Search code examples
multithreadingcluster-computingslurmsnakemake

How to use multithreading on slurm cluster with snakemake?


I understand how to tell snakemake to use multiple threads for a given rule using the threads directive, and have a Snakefile that specifies a rule using multiple threads. If I run snakemake directly on a cluster, e.g. snakemake --cores 10 -n, then the output correctly says that the rule in question will use 10 threads. From this I can conclude that my rule syntax is correct within the Snakefile. However, if I instead submit the pipeline to a Slurm cluster scheduler, i.e. snakemake --profile slurm/config.yaml -n, then the output shows that the rule will only use a maximum of 1 threads. So, am I missing some slurm parameter in my config file?

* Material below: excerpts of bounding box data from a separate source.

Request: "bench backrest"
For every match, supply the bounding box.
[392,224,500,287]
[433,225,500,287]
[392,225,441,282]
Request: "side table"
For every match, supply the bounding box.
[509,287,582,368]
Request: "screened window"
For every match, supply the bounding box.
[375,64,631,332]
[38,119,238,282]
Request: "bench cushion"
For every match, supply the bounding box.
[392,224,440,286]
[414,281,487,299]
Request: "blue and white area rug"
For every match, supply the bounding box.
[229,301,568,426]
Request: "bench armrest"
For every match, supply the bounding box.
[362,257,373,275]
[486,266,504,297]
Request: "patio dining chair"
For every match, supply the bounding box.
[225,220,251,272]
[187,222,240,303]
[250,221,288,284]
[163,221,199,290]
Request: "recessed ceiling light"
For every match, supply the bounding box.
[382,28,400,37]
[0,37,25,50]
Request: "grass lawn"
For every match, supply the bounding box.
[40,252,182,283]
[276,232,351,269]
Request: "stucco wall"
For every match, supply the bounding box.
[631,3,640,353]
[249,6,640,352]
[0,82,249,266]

From what I could find, it sounds like this should be taken care of with --cpus-per-task {threads}, however this is not accomplishing what I want.

Here is the Snakefile rule:

rule bwa_map:
    input:
        fa="data/ref.fa"
        ind="data/ref.fa.bwt"
        r1="data/{sample}_R1.fastq.gz"
        r2="data/{sample}_R2.fastq.gz"
    output:
        "mapped_reads/{sample}.bam"
    shell:
        "bwa mem -t 2 {input.fa} {input.r1} {input.r2} | samtools view -b - > {output}"

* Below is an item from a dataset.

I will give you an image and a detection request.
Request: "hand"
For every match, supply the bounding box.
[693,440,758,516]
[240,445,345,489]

And here is my config.yaml file below:

cluster: "sbatch --parsable -p high2 --time={resources.runtime} --mem={resources.mem_mb} --job-name={rule}.{wildcards} -o snake_logs/{rule}.{wildcards}.%j.out -e snake_logs/{rule}.{wildcards}.%j.err --cpus-per-task {threads}"


Solution

  • Try adding threads: 10 to your rule, else Snakemake doesn't have a value to propagate for the rule to sbatch:

    rule bwa_map:
        input:
            fa="data/ref.fa"
            ind="data/ref.fa.bwt"
            r1="data/{sample}_R1.fastq.gz"
            r2="data/{sample}_R2.fastq.gz"
        output:
            "mapped_reads/{sample}.bam"
        threads: 10
        shell:
            "bwa mem -t 2 {input.fa} {input.r1} {input.r2} | samtools view -b - > {output}"